## Problem

## My approach

The total time taken to read all books is sum. Then for every iteration if the sum is greater than the free time you can either remove the first book or the last book in the series, it's better to remove the book with the higher read duration for optimal solution (It is optimal because, since we have to remove a book, it's better to remove the one with the higher read duration to have more potential time for reading other books). If there are any doubts regarding the approach, refer to the code.

## Code

```
#include <iostream>
#include <vector>
#include <algorithm>
#include <cmath>
#define ll long long
using namespace std;
int main(void) {
ll n, t; cin >> n >> t;
vector<ll> a(n);
ll sum = 0;
for (ll i = 0; i < n; ++i) {
cin >> a[i];
sum += a[i];
}
ll lo = 0;
ll hi = n - 1;
while (sum > t && hi >= lo) {
if (a[lo] > a[hi]) {
sum -= a[lo];
lo++;
} else {
sum -= a[hi];
hi--;
}
}
cout << hi - lo + 1 << endl;
}
```

## Issue

Obviously my approach or program (or both) are incorrect, but I'm having a hard time finding what is wrong. I would appreciate any help. Thanks in advance :)

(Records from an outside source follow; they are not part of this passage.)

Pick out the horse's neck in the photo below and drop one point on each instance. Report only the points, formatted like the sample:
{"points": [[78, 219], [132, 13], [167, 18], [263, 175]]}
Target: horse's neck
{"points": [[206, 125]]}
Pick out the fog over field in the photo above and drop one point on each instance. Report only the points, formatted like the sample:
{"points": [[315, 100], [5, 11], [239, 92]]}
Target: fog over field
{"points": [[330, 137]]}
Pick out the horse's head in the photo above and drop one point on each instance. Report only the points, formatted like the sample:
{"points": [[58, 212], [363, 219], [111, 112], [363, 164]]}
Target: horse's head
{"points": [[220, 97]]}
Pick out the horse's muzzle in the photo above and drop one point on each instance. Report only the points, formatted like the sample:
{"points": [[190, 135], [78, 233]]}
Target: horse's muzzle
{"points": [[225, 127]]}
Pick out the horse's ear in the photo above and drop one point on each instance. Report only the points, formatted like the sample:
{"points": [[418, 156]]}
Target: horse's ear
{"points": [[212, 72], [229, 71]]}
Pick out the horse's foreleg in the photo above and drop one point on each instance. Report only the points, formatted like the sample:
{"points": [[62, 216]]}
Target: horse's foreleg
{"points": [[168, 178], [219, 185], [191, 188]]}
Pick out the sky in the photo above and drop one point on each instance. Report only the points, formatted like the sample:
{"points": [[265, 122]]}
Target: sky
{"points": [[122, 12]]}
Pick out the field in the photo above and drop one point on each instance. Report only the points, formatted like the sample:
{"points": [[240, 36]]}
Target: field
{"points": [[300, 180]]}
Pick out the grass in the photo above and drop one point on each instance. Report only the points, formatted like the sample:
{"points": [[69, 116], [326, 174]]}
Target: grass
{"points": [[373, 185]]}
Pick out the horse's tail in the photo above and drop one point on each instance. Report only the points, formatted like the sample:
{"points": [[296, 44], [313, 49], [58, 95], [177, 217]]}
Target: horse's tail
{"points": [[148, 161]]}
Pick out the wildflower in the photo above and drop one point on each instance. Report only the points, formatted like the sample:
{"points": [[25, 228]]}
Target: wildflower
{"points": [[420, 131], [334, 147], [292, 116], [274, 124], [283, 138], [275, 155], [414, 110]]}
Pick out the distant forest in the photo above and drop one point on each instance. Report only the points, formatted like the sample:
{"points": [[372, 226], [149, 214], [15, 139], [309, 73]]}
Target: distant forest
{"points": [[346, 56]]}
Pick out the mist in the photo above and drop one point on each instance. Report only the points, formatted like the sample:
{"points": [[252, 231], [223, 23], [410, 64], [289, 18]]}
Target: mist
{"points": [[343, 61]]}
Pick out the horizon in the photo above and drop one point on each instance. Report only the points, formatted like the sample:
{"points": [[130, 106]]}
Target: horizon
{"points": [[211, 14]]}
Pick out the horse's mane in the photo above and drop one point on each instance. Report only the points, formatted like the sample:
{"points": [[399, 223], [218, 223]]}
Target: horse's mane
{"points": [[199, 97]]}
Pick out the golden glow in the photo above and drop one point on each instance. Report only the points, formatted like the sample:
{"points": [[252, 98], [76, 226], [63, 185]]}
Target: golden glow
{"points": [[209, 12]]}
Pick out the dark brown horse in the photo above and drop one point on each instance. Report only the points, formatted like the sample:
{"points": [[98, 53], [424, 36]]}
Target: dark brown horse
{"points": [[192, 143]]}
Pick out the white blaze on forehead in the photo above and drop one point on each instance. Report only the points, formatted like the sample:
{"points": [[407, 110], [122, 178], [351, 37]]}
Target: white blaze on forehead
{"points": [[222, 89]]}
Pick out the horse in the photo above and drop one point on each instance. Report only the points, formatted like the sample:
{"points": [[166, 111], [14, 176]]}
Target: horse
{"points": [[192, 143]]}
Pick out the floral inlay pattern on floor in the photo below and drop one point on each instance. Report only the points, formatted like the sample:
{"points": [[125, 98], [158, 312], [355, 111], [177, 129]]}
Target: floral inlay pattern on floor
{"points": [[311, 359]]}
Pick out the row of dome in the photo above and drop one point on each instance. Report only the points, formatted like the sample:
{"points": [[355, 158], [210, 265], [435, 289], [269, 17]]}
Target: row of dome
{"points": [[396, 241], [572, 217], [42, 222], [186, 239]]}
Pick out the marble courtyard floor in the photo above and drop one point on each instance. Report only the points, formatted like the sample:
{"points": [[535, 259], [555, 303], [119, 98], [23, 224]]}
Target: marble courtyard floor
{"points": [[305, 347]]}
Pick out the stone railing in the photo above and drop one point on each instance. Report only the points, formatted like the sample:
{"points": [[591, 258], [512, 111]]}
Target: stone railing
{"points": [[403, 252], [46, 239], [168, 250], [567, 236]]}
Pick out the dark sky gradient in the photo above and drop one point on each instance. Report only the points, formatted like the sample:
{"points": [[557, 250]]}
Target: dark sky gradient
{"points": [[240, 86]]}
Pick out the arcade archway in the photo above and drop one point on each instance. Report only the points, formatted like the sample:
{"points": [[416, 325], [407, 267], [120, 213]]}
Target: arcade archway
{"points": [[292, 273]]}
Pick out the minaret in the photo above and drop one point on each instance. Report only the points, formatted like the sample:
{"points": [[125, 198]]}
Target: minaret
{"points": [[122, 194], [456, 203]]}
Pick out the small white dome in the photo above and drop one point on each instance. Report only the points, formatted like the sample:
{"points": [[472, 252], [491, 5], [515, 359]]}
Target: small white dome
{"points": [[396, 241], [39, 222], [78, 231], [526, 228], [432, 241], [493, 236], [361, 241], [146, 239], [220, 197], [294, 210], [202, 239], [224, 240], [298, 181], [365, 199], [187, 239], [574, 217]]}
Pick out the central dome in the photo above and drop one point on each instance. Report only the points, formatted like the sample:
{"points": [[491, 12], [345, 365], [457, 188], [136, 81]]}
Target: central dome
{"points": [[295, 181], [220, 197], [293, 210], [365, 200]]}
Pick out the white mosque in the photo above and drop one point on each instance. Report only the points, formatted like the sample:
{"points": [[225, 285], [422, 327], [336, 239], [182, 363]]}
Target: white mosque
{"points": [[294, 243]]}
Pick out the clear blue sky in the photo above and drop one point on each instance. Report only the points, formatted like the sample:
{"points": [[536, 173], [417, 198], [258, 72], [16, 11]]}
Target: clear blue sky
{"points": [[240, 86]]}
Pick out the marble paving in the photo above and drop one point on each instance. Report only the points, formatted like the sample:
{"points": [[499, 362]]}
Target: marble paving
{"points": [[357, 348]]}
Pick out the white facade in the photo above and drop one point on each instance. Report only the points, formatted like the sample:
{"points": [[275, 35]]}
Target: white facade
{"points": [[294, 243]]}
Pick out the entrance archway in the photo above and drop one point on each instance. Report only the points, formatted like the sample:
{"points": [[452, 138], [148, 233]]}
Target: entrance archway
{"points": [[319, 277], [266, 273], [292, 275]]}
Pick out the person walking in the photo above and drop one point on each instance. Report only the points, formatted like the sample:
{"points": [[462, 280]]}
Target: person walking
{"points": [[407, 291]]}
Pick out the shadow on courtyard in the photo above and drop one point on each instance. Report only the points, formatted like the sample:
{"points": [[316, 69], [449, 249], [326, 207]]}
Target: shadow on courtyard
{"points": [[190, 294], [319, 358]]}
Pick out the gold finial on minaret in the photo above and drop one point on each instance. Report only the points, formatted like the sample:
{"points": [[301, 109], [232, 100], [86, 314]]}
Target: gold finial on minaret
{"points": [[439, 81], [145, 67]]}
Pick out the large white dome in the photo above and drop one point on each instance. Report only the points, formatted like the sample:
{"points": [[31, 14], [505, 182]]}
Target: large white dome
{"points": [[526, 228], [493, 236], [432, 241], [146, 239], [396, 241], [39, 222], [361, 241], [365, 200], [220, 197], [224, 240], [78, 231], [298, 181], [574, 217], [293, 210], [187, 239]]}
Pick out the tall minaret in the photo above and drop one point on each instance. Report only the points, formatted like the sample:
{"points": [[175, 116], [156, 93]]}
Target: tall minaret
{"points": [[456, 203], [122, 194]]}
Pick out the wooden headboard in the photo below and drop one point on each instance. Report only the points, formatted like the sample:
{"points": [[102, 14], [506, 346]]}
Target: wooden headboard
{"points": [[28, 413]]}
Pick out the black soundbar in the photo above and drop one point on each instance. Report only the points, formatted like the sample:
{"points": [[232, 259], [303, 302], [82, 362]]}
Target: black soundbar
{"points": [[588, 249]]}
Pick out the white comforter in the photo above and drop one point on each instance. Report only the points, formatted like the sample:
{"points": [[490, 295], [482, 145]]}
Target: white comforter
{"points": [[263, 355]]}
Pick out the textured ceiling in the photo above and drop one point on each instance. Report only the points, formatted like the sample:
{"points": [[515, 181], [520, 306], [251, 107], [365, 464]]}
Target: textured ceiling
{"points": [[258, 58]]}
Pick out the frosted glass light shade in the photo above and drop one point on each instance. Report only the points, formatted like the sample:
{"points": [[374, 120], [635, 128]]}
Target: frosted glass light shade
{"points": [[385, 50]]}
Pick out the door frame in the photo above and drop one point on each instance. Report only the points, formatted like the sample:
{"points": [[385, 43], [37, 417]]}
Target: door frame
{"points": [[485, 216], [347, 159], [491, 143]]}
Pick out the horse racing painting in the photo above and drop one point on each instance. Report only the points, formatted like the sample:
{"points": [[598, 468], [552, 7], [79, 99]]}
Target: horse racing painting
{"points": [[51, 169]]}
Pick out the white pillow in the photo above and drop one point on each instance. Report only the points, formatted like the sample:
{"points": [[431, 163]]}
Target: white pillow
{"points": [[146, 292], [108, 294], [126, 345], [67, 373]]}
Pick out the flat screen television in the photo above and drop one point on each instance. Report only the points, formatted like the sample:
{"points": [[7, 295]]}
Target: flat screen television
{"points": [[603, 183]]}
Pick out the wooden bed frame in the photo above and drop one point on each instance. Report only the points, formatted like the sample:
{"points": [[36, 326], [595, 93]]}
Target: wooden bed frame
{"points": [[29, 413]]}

I don't think you understood the problem correctly. You need to choose a subarray of maximum size such that its sum does not exceed T, and that could be anywhere in the array, so you do not always take either from the front or rhe back.

Thanks for taking the time, appreciate it!

The greedy approach of removing a book without looking at the whole array may not always give the correct result. Consider the example array: 4, 1, 1, 9, 3 with t = 6. The best subarray here is 4,1,1 but your algorithm eliminates 4 in the first step itself.

thank you for providing a counter example, appreciate it!